Bobby started to speak and saw Ted's eyes warning
him not to. Behind the bathroom door, water was now running into the sink. Liz lowered her head, thinking. At last she raised it again.

“All right,” she said, “here's what I'm going to do. I'll help Bobby's little
girlfriend
get cleaned up. I'll give her an aspirin and find something for her to wear home. While I'm doing those things, I'll ask her a few questions. If the answers are the right answers, you can go. Good riddance to bad rubbish.”

“Mom—”

Liz held up a hand like a traffic cop, silencing him. She was staring at Ted, who was looking back at her.

“I'll walk her home, I'll watch her go through her front door. What she decides to tell her mother is between the two of them. My job is to see her home safe, that's all. When it's done I'll walk down to the park and sit in the shade for a little while. I had a rough night last night.” She drew in breath and let it out in a dry and rueful sigh. “Very rough. So I'll go to the park and sit in the shade and think about what comes next. How I'm going to keep him and me out of the poorhouse.

“If I find you still here when I get back from the park, sweetheart, I
will
call the police . . . and don't you put
that
to the test. Say whatever you want. None of it's going to matter much to anyone if I say I walked into my apartment a few hours sooner than you expected and found you with your hand inside an eleven-year-old girl's shorts.”

Bobby stared at his mother in silent shock.

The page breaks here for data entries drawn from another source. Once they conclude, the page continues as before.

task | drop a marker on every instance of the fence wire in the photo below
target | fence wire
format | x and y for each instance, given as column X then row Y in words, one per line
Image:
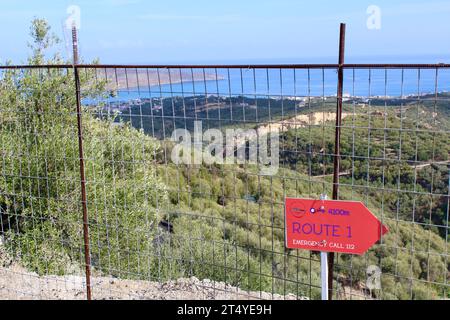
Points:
column 162, row 229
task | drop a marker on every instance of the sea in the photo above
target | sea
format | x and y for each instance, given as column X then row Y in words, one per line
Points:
column 288, row 83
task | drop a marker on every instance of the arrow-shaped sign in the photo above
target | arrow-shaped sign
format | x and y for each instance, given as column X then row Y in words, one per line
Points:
column 331, row 225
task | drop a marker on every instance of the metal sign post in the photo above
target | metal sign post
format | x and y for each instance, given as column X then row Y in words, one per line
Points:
column 324, row 274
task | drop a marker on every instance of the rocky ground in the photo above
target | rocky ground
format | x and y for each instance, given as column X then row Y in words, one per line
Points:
column 17, row 283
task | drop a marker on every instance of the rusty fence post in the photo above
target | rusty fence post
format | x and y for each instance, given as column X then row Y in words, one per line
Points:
column 87, row 256
column 337, row 141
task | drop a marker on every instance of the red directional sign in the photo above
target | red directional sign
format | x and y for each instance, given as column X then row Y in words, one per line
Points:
column 331, row 225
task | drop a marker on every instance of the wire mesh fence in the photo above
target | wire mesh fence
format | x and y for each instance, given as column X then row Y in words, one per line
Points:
column 179, row 205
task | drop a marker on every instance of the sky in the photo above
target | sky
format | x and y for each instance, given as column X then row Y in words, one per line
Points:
column 232, row 31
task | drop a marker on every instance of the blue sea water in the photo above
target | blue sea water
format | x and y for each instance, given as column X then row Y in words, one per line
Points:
column 278, row 83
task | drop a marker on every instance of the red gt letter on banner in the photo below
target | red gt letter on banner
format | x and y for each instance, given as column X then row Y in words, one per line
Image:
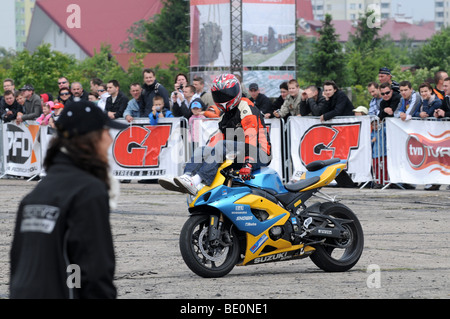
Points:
column 347, row 138
column 143, row 151
column 140, row 146
column 322, row 142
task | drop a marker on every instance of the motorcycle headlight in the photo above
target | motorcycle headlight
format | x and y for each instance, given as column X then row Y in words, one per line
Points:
column 189, row 199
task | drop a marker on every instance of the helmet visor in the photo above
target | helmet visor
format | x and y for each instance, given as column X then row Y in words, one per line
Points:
column 221, row 97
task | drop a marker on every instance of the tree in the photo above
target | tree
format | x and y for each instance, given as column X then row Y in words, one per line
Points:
column 327, row 61
column 167, row 31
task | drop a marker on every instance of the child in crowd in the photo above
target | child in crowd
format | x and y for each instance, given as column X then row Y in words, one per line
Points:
column 430, row 101
column 158, row 110
column 93, row 97
column 46, row 113
column 379, row 160
column 197, row 113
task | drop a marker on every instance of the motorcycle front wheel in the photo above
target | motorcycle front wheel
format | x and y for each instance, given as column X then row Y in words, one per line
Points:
column 340, row 255
column 208, row 259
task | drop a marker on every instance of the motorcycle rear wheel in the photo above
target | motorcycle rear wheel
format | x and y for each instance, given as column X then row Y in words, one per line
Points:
column 340, row 255
column 200, row 256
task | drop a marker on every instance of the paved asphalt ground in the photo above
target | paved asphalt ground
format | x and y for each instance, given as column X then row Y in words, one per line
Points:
column 406, row 253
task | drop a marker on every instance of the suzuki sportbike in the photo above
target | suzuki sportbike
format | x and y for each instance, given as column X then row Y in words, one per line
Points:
column 237, row 223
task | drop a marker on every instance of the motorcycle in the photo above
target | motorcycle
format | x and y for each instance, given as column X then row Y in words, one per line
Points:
column 237, row 223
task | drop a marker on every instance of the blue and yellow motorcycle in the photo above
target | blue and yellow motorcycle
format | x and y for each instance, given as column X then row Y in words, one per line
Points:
column 238, row 223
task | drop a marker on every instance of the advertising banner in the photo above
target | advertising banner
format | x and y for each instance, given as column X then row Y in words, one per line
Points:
column 418, row 152
column 209, row 128
column 210, row 33
column 346, row 138
column 143, row 151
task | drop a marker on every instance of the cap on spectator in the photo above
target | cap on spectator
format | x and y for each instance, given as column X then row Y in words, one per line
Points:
column 79, row 118
column 57, row 105
column 196, row 105
column 27, row 87
column 384, row 71
column 50, row 104
column 361, row 109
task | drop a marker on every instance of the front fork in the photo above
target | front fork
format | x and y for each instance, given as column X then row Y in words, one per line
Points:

She didn't see the stare; she was still looking at Ted, her swollen eyes fixed on him intently.

“If, on the other hand, I came back and you're
gone, bag and baggage, I won't have to call anyone or say anything.
Tout fini
.”

I'll go with you!
Bobby thought at Ted.
I don't care about the low men. I'd rather have a thousand low men in yellow coats looking for me—a
million—
than have to live with
her
anymore. I hate her!

“Well?” Liz asked.

“It's a deal. I'll be gone in an hour. Probably less.”

“No!” Bobby cried. When he'd awakened this morning he had been resigned to Ted's going—sad but resigned. Now it hurt all over again. Worse than before, even. “No!”

“Be quiet,” his mother said, still not looking at him.

“It's the only way, Bobby. You know that.” Ted looked up at Liz. “Take care of Carol. I'll talk to Bobby.”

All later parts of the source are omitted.